El viajero tradicional llegaba de su odisea y no paraba de contar los hechos que le habían acaecido, hazañas y sobresaltos que constituían el argumento de su audacia. El viajero regresaba y escribía libros, colaboraba en las secciones de los periódicos, se convertía en el ascua de las tertulias. Pero el turista contemporáneo, por el contrario, cuando regresa, no importa el lugar donde haya estado ni el tiempo transcurrido, no tiene nada que decir. Su completa transcripción de la experiencia se agota en unos minutos sin relieve. Ha cruzado parajes innumerables, ha visitado santuarios y lugares celebérrimos, ha visitado la selva personalmente, y no se ve que le haya pasado nada. No le ha pasado nada ni tiene nada que decir porque todo se encuentra de antemano dicho. Todo lo que ha visto y ha pasado ante sus ojos está censado y fotografiado ya, y forma un sistema tópico y consumado.

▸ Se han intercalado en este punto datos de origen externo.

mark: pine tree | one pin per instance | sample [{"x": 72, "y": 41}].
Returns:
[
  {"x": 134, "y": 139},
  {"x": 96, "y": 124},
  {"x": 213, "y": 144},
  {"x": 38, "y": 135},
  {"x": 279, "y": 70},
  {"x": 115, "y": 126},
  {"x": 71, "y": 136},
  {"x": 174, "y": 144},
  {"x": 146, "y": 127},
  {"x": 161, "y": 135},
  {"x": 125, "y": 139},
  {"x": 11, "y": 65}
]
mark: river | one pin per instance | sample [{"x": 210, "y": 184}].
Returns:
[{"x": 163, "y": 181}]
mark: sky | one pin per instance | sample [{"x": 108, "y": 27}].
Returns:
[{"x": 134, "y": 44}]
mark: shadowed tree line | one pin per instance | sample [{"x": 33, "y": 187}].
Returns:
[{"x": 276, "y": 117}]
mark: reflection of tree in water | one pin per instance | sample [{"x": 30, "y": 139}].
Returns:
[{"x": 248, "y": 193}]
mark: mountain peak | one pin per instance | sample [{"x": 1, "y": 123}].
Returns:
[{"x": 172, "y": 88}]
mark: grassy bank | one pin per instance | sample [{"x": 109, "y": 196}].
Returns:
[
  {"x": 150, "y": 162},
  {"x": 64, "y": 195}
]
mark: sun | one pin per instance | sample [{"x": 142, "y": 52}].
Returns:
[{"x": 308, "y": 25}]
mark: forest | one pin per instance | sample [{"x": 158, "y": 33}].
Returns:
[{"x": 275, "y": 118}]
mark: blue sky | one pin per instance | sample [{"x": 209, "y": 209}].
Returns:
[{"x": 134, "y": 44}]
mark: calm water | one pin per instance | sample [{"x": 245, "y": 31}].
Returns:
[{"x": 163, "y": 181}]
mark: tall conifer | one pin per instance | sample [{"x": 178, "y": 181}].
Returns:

No es extraño así que se aluda al turismo como un concepto de muerte, vinculado a las metáforas de un mundo convertido en museo y a los turistas trasmutados en coleccionistas de vestigios, porque su viaje no se orienta a descubrir nada ni a establecer vidas nuevas, sino sólo a dar cuenta de que lo previsto se encuentra allí, quieto e indemne. Mientras el viajero tradicional se dirigía a una captura vivencial, en busca de sensaciones desconocidas y parajes por inaugurar, el turista se conforma con personalizar con el objetivo de su cámara lo que se encuentra de antemano consolidado. El viajero pretendía llegar a ser más de lo que es tras realizar el viaje, mientras el turista lo que secretamente anhela es, ante todo, volver con buena salud, que no haya pasado nada. Definitivamente, mientras el viajero cree afianzar la peculiaridad de su yo con la proeza del periplo cocinado personalmente, el turista se sume en el menú que se reparte colectivamente por el tour operator. Mientras el primero aspira a reconstruirse o reencontrarse, la ilusión del segundo es dejarse llevar, olvidarse mecido por los traslados.